The rating company notes the city is reviewing its 2012 to 2014 budget, and says a R4 billion projected surplus by 2014 is realistic. However, the weaker economic environment could place pressure on improving cash flows, says Fitch.
Fitch expects the balance of cash and other short-term financial assets to strengthen to about R1.5 billion. Receivables should remain at around R7 billion, roughly balancing out the level of payables, and strengthening the overall liquidity position, says Fitch.
Chuffed city
The city says the affirmation “reflects a confidence in the administration's capacity to manage the financial affairs of SA's largest city”.
City manager Trevor Fowler says the city notes the concerns raised about tax and fee collection rates, but is confident the consolidation of the new systems in its revenue department is yielding a positive trend.

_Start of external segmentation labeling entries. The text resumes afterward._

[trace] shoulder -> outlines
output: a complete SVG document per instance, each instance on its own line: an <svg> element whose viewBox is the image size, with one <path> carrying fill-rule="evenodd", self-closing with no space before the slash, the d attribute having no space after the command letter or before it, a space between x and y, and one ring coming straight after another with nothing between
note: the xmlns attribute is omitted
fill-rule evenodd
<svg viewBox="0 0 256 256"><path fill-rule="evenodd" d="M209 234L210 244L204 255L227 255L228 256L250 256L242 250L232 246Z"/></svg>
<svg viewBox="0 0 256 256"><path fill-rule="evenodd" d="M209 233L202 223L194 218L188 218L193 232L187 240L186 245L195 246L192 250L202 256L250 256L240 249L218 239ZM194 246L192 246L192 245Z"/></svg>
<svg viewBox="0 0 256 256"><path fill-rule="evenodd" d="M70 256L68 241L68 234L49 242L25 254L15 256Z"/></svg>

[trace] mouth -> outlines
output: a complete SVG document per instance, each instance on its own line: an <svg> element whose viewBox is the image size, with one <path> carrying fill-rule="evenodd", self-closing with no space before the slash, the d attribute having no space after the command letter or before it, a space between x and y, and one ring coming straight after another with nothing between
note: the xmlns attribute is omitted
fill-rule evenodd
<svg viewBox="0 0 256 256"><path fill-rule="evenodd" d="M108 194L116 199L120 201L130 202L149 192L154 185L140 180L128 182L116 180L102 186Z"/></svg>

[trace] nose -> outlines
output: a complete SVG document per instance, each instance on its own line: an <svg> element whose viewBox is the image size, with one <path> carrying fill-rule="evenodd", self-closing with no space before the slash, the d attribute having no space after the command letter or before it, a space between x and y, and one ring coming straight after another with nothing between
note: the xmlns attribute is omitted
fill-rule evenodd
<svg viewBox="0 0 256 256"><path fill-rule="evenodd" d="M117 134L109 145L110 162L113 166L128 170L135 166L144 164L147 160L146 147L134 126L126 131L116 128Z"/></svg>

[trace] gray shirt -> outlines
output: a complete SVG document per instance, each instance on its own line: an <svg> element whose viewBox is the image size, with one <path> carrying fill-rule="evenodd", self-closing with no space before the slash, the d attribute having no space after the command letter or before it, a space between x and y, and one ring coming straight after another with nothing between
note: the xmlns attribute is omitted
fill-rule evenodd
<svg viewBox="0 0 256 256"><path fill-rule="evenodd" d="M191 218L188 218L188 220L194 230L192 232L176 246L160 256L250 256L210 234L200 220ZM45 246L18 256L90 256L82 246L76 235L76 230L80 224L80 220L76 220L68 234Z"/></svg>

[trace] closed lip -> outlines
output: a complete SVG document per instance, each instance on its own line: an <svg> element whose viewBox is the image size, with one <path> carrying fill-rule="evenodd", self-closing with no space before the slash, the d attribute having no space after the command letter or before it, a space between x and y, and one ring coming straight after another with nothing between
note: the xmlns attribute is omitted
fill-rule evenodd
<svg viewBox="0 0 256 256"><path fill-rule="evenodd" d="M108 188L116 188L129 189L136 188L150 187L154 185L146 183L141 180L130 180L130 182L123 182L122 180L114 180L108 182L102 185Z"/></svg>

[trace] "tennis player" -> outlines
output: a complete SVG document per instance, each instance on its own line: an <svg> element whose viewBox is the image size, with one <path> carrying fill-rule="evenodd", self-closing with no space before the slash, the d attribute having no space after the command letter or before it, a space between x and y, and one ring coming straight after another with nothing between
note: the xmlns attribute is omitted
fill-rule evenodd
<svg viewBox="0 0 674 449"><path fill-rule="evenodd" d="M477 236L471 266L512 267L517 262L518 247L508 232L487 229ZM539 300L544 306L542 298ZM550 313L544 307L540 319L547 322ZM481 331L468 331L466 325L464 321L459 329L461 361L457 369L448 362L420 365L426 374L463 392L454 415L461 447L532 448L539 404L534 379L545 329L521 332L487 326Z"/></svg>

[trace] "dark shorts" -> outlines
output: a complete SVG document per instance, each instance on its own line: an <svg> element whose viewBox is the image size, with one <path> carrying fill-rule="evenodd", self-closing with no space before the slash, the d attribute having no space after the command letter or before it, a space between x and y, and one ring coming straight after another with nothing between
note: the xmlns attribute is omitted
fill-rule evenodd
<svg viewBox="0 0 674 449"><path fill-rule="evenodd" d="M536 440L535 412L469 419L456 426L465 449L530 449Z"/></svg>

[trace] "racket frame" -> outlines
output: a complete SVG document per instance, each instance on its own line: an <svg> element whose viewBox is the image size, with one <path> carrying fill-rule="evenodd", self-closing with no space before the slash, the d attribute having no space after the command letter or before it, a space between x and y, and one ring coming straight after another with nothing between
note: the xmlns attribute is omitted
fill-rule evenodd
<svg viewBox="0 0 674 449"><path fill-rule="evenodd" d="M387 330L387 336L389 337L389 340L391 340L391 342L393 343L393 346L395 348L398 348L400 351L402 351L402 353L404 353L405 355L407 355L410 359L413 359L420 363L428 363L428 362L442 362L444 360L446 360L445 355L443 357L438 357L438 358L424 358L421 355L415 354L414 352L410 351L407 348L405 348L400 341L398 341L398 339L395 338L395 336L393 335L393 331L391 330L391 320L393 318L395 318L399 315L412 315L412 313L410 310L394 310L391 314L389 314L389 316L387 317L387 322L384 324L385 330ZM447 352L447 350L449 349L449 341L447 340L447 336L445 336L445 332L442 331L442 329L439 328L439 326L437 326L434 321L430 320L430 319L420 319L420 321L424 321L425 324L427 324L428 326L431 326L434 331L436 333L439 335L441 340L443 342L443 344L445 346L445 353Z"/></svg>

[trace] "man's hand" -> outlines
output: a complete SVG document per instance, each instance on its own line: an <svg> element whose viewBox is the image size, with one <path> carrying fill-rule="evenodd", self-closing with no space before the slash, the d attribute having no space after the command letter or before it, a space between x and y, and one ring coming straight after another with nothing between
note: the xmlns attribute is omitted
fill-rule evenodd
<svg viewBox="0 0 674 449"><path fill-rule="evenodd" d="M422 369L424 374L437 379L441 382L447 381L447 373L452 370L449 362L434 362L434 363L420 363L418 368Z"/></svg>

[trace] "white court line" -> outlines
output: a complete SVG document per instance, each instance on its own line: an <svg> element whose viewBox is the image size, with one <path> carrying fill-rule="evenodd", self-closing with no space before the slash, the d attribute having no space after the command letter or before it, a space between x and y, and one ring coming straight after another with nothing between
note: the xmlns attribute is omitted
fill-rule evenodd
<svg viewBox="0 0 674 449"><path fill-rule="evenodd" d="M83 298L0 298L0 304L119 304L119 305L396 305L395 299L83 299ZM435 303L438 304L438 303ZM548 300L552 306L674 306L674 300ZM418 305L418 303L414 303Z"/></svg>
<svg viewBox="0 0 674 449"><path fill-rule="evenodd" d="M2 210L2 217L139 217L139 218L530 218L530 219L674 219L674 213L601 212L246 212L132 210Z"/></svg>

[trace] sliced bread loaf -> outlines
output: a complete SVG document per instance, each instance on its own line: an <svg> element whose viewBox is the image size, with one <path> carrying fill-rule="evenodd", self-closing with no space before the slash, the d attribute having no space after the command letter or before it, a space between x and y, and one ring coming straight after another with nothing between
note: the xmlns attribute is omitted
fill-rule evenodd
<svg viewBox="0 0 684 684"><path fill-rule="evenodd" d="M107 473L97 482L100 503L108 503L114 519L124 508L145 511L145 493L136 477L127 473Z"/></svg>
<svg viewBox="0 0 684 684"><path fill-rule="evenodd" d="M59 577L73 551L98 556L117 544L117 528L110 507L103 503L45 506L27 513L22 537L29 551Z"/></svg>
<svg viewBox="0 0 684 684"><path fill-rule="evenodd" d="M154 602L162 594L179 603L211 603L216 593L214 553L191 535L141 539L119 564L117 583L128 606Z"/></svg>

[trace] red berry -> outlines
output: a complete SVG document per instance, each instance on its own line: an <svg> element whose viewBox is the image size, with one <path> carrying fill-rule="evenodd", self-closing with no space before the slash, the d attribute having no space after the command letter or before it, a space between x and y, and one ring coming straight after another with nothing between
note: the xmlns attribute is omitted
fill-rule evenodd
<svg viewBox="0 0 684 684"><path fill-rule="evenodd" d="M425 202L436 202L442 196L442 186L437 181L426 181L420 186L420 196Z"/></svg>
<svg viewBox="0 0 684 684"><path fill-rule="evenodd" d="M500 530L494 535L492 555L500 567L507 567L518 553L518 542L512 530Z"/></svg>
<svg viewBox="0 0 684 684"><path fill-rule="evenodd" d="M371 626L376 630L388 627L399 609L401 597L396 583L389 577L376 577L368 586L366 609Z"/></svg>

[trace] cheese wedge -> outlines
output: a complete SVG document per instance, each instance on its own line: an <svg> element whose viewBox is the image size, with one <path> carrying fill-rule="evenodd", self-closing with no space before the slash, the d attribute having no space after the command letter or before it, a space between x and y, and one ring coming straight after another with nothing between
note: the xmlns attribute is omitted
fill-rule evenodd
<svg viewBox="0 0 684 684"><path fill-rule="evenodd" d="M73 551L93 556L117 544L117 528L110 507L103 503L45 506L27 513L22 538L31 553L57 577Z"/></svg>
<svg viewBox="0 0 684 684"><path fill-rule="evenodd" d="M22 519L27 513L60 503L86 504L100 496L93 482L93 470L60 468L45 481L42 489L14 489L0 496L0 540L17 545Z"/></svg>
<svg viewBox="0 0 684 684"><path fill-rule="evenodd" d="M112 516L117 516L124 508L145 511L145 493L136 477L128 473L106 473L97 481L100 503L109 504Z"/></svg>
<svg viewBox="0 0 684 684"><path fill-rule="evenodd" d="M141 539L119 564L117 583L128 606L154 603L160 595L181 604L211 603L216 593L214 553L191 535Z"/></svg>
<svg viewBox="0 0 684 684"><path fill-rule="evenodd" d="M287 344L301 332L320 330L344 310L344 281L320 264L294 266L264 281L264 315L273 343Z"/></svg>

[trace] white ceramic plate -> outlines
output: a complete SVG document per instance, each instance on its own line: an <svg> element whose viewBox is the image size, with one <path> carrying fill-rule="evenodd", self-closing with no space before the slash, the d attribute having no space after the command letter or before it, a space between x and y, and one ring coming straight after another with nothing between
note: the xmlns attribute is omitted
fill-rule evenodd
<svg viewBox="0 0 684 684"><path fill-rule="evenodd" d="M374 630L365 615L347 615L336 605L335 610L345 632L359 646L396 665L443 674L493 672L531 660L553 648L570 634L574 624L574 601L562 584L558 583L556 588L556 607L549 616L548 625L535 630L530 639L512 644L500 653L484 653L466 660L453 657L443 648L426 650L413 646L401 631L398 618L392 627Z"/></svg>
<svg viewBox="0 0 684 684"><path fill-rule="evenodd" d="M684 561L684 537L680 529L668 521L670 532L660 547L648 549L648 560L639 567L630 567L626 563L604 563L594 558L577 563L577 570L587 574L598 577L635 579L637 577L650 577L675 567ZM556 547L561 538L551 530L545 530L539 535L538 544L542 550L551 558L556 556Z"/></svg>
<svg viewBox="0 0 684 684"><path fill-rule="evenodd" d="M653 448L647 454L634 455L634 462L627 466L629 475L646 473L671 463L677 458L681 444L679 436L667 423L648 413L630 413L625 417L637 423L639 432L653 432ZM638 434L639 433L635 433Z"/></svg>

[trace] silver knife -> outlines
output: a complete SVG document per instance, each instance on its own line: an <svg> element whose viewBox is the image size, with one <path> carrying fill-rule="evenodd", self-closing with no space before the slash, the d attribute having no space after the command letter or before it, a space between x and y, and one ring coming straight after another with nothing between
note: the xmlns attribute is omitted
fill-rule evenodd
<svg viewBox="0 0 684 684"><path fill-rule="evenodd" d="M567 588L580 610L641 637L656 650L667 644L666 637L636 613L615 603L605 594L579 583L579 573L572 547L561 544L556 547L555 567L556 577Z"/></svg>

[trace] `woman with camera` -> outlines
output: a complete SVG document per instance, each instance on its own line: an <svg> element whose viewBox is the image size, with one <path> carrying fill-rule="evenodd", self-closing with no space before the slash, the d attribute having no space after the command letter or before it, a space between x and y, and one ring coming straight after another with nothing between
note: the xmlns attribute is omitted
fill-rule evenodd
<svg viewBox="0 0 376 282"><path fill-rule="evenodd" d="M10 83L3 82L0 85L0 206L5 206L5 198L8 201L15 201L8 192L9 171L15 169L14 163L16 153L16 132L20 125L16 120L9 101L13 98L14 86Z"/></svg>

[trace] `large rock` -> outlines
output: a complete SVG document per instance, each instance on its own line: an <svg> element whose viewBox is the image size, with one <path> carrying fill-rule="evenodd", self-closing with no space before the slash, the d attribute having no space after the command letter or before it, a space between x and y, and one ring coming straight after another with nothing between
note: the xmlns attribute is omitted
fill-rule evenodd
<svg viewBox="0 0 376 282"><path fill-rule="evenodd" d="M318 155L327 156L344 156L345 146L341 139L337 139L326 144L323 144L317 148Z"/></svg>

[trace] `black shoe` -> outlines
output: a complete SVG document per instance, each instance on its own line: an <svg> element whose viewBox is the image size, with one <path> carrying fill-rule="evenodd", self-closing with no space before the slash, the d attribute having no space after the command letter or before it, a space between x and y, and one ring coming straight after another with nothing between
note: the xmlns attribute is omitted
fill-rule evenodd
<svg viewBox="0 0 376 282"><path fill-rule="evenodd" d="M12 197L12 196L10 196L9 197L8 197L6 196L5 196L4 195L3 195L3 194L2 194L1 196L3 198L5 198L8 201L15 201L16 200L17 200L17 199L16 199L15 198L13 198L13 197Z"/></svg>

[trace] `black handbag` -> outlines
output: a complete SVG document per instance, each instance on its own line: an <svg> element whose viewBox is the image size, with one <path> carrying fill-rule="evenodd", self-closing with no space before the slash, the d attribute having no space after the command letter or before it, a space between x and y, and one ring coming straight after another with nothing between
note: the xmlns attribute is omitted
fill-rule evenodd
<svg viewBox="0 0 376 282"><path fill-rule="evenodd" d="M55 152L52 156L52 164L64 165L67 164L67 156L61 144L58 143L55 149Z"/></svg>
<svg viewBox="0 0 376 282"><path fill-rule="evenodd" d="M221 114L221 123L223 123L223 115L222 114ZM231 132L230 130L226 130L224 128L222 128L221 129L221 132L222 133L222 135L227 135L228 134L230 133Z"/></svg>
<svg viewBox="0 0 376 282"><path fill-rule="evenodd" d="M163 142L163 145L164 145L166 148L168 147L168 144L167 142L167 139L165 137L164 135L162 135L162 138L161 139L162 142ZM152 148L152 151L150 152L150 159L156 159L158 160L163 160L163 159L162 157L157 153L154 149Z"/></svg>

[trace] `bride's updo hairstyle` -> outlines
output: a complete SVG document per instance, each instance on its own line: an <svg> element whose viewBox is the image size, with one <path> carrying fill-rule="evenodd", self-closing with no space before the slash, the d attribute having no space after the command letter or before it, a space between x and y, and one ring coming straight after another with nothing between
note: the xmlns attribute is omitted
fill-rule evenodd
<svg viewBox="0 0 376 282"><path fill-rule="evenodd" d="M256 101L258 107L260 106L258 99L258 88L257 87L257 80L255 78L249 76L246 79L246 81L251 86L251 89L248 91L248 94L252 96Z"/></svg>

Fowler notes that Fitch has indicated an operating margin improving towards 15%, and a debt-to-current balance strengthening below five years could lead to a future upgrade in the ratings.
The Fitch report makes positive remarks on the city's progress in consolidating its capital budget. With investment declining to pre-2010 Fifa World Cup levels of R4 billion, Johannesburg has posted its second consecutive year of overall balanced budget, according to Fitch's calculations, says the city in a statement.
Member of the Mayoral Committee councillor Geoff Makhubo adds: “The report confirms that Johannesburg's finances are in a healthy state, despite the impact of the global recession. This confidence is also reflected in the decisions of fund managers in the private sector who have, in the past year, participated in the municipal bonds issued by the city.”